It it time for you to start being assertive?
There’s a big difference between being assertive and being aggressive. Assertive behavior is all about drawing healthy boundaries in your life so that your needs are being met. This can be hard, especially if you are a people-pleaser or hyper focused on caring for your family. It’s easy to get lost in the madness of raising kids, marriage, work, and life.
How do you know if it’s time to start developing your assertive side?
#1 Let’s answer a couple of questions:
- Are you feeling overwhelmed?
- Do you have anxiety taking over your life?
If you answered yes to the questions above, then there is a good chance that you are putting everything else in your life above your own needs. In the short term, that kind of thinking seems like you are being heroic by putting yourself last…but living like that can only last for so long before you reach a breaking point.
There are totally legitimate times that you will need to put yourself last, but again it should be for a season with realistic breaks.
#2 Take a look at your life…
- Are you constantly feeling like a failure?
- Do you feel stuck?
- Are you lacking plans, goals, and new challenges?
Answering yes to these questions means that you are likely in need of developing your assertive side. Sometimes it’s your kids who are calling the shots in your life, maybe it’s work, or a marriage that you’ve become complacent. If you are feeling stuck, then it’s time to brush up on your assertive skills and redefine who you are in life.
#3 Do you find yourself saying these phrases?
- I’m really trying, but it’s just so hard!
- It’s not what I wanted , but what am I going to do?
- We’re doing okay, I guess.
- Maybe I was expecting too much.
- I just don’t have the time right now.
These phrases are an indication that you don’t value your own worth! Guess what?! You do matter and your opinion/hard work matters. It’s time to assert yourself in a respectful and professional way whether at home or in the work place.
#4 Do you have negative self-talk?
- I’m not smart enough.
- I’ve never succeeded before, so why would now be any different?
- No one listens to women.
- There’s nothing I can do about it.
These statements that you say to yourself are a reflection of how you feel about yourself and they lead to powerlessness. When you find yourself making these statements, you should work on a plan to think more assertively. Turning negative feelings into positive talk that keeps you motivated. Instead of saying, “I’m not smart enough” you could try something like “This is really hard and I have a lot to learn.” Setting goals and working on a plan to achieve your goals will help you with becoming more assertive.
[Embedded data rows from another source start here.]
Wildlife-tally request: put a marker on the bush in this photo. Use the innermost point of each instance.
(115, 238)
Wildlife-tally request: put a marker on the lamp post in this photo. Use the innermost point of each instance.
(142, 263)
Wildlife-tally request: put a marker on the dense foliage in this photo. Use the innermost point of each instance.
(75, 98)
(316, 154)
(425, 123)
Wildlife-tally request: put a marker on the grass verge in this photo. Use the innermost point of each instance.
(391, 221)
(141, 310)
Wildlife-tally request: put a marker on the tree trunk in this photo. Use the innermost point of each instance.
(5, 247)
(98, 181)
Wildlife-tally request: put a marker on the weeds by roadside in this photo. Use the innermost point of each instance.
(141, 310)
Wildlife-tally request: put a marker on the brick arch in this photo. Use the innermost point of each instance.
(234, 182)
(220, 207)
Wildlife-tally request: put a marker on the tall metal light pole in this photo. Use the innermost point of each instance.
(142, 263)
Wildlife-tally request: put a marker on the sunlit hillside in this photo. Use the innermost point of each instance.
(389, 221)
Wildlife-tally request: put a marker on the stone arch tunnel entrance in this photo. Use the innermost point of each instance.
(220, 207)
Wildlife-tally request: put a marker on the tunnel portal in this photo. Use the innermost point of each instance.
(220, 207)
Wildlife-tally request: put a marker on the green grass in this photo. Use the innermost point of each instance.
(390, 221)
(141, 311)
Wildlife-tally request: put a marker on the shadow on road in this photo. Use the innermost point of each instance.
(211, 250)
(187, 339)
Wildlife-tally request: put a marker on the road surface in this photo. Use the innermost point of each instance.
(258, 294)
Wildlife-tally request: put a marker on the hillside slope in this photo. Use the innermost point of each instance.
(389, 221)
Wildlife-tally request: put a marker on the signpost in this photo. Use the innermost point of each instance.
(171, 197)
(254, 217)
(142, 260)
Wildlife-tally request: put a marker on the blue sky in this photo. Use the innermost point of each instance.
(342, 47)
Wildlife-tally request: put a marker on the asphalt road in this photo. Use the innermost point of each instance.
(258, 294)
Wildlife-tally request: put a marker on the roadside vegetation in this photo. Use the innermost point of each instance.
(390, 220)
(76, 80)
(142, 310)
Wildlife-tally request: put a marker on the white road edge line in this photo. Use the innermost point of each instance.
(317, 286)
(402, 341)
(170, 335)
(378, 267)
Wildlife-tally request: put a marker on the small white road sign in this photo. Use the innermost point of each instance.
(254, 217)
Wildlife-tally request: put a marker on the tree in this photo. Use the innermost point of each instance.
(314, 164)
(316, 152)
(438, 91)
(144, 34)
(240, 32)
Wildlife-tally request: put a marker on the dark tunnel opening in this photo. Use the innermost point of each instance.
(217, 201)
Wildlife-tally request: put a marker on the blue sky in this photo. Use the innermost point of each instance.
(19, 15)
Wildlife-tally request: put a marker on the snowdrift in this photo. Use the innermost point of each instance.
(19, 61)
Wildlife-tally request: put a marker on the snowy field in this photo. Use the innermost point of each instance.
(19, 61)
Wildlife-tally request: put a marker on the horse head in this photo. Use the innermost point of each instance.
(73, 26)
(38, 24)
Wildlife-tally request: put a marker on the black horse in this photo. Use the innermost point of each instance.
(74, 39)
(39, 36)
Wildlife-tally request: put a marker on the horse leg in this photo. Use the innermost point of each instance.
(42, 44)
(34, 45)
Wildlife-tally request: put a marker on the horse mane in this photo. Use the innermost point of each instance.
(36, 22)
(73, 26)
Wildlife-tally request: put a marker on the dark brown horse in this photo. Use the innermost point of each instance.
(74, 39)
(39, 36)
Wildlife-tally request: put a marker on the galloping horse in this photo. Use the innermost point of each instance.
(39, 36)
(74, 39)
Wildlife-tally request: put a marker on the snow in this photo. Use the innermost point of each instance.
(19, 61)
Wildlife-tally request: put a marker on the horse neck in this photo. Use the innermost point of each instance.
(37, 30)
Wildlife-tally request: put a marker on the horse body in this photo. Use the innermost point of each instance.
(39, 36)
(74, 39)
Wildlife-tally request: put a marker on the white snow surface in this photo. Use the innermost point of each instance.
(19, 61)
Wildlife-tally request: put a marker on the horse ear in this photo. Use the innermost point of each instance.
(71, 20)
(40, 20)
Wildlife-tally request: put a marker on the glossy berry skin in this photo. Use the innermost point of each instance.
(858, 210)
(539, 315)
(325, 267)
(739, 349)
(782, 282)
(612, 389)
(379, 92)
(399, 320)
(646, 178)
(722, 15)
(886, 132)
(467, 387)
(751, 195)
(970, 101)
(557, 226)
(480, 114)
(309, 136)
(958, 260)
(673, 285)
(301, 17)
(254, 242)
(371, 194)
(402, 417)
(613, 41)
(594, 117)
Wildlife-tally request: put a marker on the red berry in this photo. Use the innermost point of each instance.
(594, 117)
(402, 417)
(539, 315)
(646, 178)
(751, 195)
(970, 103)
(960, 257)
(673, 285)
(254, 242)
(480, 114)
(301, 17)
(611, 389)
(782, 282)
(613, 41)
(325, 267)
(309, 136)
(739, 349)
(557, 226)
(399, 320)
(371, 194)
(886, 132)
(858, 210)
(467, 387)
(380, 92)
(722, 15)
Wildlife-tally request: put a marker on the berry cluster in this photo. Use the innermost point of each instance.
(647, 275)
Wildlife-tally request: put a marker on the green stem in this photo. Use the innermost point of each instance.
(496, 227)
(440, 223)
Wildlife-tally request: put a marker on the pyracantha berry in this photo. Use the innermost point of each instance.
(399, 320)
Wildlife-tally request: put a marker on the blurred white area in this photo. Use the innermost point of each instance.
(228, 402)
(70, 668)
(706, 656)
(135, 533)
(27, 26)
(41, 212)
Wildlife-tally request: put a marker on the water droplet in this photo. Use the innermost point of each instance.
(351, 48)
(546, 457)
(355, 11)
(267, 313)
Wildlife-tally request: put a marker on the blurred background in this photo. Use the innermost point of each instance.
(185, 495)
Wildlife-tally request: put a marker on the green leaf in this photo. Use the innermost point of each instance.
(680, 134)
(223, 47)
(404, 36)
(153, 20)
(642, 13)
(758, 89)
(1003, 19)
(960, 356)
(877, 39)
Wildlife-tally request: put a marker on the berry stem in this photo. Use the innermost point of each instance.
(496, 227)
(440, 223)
#5 Do you find yourself repeating bad situations over and over?
Realizing that there is a cycle of negative thinking or behavior on your part is another sign you need to develop assertive behavior. Usually when a negative cycle is experienced in life, it’s because you haven’t taken the time to stop and evaluate what is happening.
You’ve allowed your response and behavior to become automatic so the same things keep happening to you over and over again. This can lead to a belief that you can’t do anything successfully or that you don’t have value.
Developing Assertive Behavior
Assertive behavior is made up of skills and a way of thinking that allows you to have your needs met without someone telling you how to live your life. It’s not about being aggressive or getting what you want for the sake of being selfish.
Changing your behavior from passive to assertive doesn’t happen overnight. It takes time and practice. Start by making simple changes.
As a mom of younger children, I always think about meal time. I get everyone’s food ready and by the time I sit down to eat, someone is already asking for another drink, a fork, more food, etc. This is such a great space to set some boundaries and be assertive.
My need: eat my meal while it’s still warm
Assertive Behavior: Set everyone’s food out. When I sit down, I won’t get anyone anything else until after I have finished my meal.
It’s not being selfish to eat my food! Kids need to learn boundaries, so this assertive behavior is a win-win for everybody.
Find a place in your life that you can start practicing assertive behavior in a small way.